Reading Foreign-Language Texts

My main motivation for making this tool was to get high-frequency words in a Spanish text I wanted to read. It is relatively easy to create a customized dictionary.

Getting an .txt file

You will need an ebook format other than .pdf to create the .txt file. Use an online converter to convert the ebook to a text file.

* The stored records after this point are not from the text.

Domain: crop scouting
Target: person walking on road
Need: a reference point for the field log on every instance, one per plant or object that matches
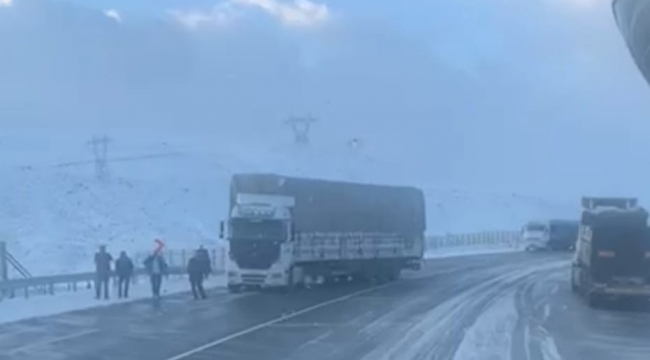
(205, 258)
(156, 267)
(124, 269)
(196, 269)
(102, 272)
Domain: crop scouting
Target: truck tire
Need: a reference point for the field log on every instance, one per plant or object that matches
(594, 300)
(394, 274)
(234, 289)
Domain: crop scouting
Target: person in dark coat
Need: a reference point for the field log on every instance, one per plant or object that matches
(124, 269)
(102, 272)
(205, 258)
(156, 267)
(196, 269)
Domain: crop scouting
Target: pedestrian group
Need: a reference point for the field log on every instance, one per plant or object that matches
(198, 269)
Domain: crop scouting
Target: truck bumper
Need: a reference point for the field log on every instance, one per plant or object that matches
(253, 278)
(631, 291)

Getting word and phrase lists

Install the vocab tool as per the README and run the following commands in your .txt file’s directory:

# Adjust the threshold to a reasonable number of recurrances for the text
# You can also remove the threshold entirely to get all words
vocab -i <filename>.txt -o single-word.txt --thresh 5 -s

# Adjust the word grouping as you see fit -- three is generally good
# Adjust the threshold as well -- it may be different than for single words
vocab -i <filename>.txt -o three-words.txt --thresh 5 -s --group 3

This will make a single-word frequency list and a three-word phrase frequency list.

Translating the lists

Create a new Google Sheets workbook and paste the contents of single-word.txt and three-words.txt into separate sheets. Then, in the next column of each sheet, add =GOOGLETRANSLATE(<FIRST CELL>, <FROM LANGUAGE>, <TO LANGUAGE>). For example, =GOOGLETRANSLATE(A1, "es", "en") would translate data in cell A1 from Spanish (Español) to English.

Learning the vocabulary

The Google Sheets information can then be added to Quizlet or other flashcard services.